D'Averc se aclaró la garganta.

—Creo que yo me quedaré aquí y en la ciudad. ¿Qué me decís vos, Oladahn?

—Creo que yo también —contestó el hombrecillo sonriendo burlonamente—, al menos hasta que me haya acostumbrado un poco más.

—Estoy con vos —afirmó el conde Brass echándose a reír—. Sin embargo, estamos a salvo, ¿verdad? Y la gente también. Tenemos que sentirnos agradecidos por ello.

—En efecto —asintió Bowgentle, pensativo—. Pero no debemos subestimar los poderes científicos de Granbretan. Si existe una forma de seguirnos hasta aquí, ellos la encontrarán…, podéis estar seguros de ello.

—Tenéis razón, Bowgentle —asintió Hawkmoon. Señaló el regalo de Rinal, que ahora estaba situado en el centro de una mesa totalmente vacía, destacado entre la extraña luz azul pálida que penetraba por las ventanas—. Tenemos que guardar ese objeto en nuestra cámara más segura. Recordad lo que nos dijo el Guerrero…, si se la destruye, volveremos a encontrarnos inmediatamente en nuestro propio espacio y tiempo.

Bowgentle se dirigió hacia el artefacto y lo tomó suavemente entre sus manos.

—Yo me ocuparé de guardarlo a buen recaudo —dijo.

Una vez que se hubo marchado, Hawkmoon se volvió para mirar por la ventana, acariciando el Amuleto Rojo.

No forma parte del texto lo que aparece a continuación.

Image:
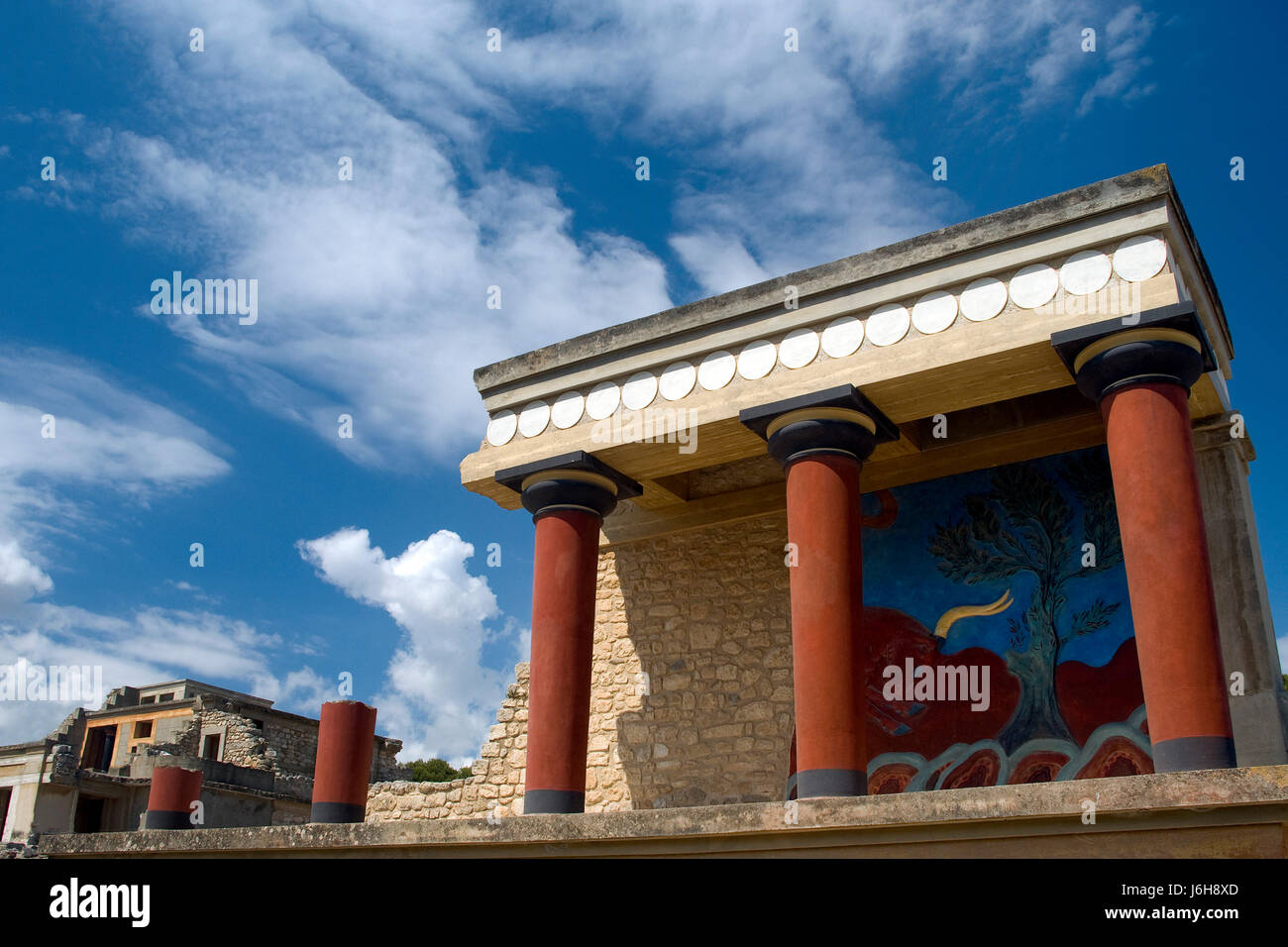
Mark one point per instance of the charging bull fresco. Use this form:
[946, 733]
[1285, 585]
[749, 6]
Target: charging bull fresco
[1000, 647]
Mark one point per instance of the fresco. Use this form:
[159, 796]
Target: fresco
[1000, 638]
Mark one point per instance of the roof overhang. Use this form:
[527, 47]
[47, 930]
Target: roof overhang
[990, 376]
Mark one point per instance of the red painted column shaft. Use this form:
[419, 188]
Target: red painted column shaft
[823, 523]
[563, 620]
[170, 797]
[1168, 577]
[343, 768]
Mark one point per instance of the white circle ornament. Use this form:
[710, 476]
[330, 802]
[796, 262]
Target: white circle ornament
[567, 410]
[888, 325]
[756, 359]
[934, 312]
[842, 337]
[1034, 286]
[799, 348]
[678, 380]
[639, 390]
[533, 418]
[983, 299]
[603, 399]
[716, 369]
[1140, 258]
[1085, 272]
[501, 427]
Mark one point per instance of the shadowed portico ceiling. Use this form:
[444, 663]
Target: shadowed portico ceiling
[956, 322]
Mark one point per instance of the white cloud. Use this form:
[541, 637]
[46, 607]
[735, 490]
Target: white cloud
[102, 436]
[373, 291]
[438, 698]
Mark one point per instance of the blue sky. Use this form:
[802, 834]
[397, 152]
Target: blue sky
[327, 554]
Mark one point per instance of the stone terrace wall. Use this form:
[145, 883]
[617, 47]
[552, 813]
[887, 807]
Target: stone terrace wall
[692, 684]
[244, 742]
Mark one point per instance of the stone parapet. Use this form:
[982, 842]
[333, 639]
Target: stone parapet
[1209, 813]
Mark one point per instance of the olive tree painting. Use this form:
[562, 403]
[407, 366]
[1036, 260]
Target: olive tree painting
[1024, 525]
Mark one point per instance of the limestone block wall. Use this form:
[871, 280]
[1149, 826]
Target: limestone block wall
[244, 744]
[691, 692]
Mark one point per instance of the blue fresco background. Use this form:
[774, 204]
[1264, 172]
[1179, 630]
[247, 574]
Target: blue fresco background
[901, 573]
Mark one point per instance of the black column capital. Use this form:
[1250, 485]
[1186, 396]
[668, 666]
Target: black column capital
[574, 480]
[1162, 346]
[836, 420]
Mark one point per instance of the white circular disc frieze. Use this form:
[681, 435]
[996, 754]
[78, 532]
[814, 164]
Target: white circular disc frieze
[842, 337]
[716, 369]
[678, 380]
[1140, 258]
[1085, 272]
[934, 312]
[533, 418]
[983, 299]
[756, 359]
[1034, 286]
[799, 348]
[567, 410]
[639, 390]
[501, 427]
[888, 325]
[603, 399]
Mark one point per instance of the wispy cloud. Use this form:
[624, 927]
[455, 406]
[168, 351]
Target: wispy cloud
[437, 697]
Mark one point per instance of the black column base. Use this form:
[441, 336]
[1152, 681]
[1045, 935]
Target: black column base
[553, 801]
[1193, 753]
[812, 784]
[154, 818]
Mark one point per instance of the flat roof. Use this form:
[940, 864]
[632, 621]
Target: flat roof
[1055, 210]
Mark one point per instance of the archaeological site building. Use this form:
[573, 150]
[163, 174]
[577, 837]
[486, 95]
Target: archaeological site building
[928, 548]
[94, 772]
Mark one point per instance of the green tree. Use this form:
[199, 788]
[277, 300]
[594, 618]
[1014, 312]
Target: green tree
[1025, 525]
[437, 771]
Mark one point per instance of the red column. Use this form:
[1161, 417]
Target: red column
[1166, 554]
[823, 523]
[342, 772]
[170, 797]
[822, 441]
[563, 625]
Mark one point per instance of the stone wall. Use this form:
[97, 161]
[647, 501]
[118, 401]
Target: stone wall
[692, 685]
[494, 788]
[244, 744]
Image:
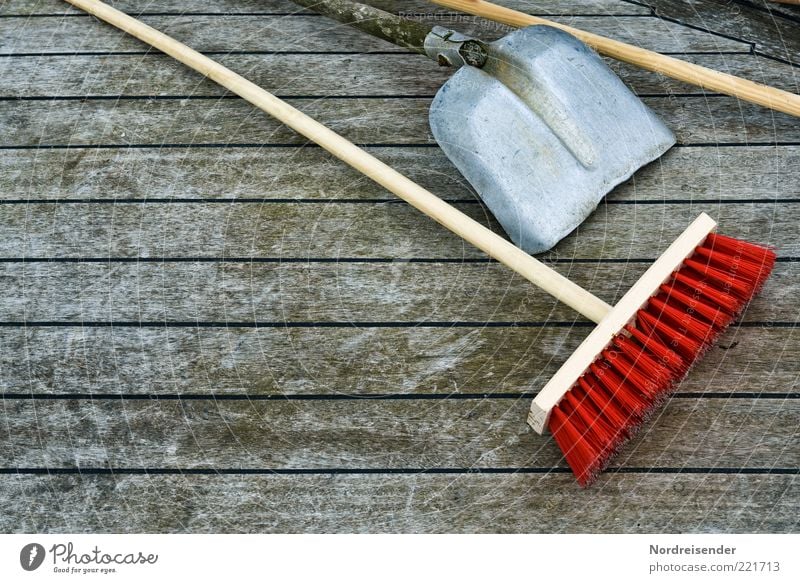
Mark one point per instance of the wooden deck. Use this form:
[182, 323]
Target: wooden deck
[208, 325]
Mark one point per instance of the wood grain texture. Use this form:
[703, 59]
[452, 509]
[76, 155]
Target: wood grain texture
[373, 434]
[308, 33]
[231, 173]
[770, 35]
[380, 120]
[621, 503]
[274, 292]
[303, 361]
[359, 230]
[292, 75]
[330, 354]
[57, 7]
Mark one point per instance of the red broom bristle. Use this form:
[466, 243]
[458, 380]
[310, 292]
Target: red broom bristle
[644, 363]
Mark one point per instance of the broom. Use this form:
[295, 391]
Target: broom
[640, 349]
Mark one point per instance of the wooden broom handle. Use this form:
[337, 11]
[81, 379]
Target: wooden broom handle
[710, 79]
[483, 238]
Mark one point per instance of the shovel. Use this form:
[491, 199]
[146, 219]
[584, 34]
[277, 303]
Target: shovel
[535, 121]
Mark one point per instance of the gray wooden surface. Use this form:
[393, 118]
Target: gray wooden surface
[207, 325]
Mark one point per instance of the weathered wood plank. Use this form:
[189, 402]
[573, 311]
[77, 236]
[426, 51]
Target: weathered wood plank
[695, 120]
[359, 230]
[320, 75]
[322, 292]
[347, 361]
[523, 503]
[689, 173]
[776, 37]
[312, 33]
[57, 7]
[373, 434]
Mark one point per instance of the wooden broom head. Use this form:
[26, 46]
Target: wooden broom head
[644, 347]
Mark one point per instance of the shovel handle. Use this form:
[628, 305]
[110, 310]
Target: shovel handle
[483, 238]
[403, 32]
[710, 79]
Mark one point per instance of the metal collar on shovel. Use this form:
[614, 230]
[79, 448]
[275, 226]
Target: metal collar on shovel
[535, 121]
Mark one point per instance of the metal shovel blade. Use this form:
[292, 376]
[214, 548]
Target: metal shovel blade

—El Guerrero dijo que regresaría de nuevo para comunicarme un mensaje y encargarme una misión —dijo—. Ahora no me cabe la menor duda de que estoy al servicio del Bastón Rúnico, y cuando regrese el Guerrero deberé marcharme del castillo de Brass, abandonar este santuario de paz y regresar al mundo. Tenéis que estar preparada para cuando llegue el momento, Yisselda.

—No hablemos ahora de eso —dijo ella—. Celebremos, más bien, nuestro matrimonio.

—Sí, hagámoslo así —admitió con una sonrisa.

Pero no pudo apartar por completo de su mente el conocimiento de que, en alguna parte, separado de él por sutiles barreras, el mundo seguía existiendo y continuaba viéndose amenazado por el Imperio Oscuro. Aunque apreciaba el respiro que se le había concedido para pasar un tiempo con la mujer a la que amaba, sabía que pronto tendría que regresar a ese mundo, para combatir una vez más contra las fuerzas de Granbretan.

Pero, por el momento, sería totalmente feliz.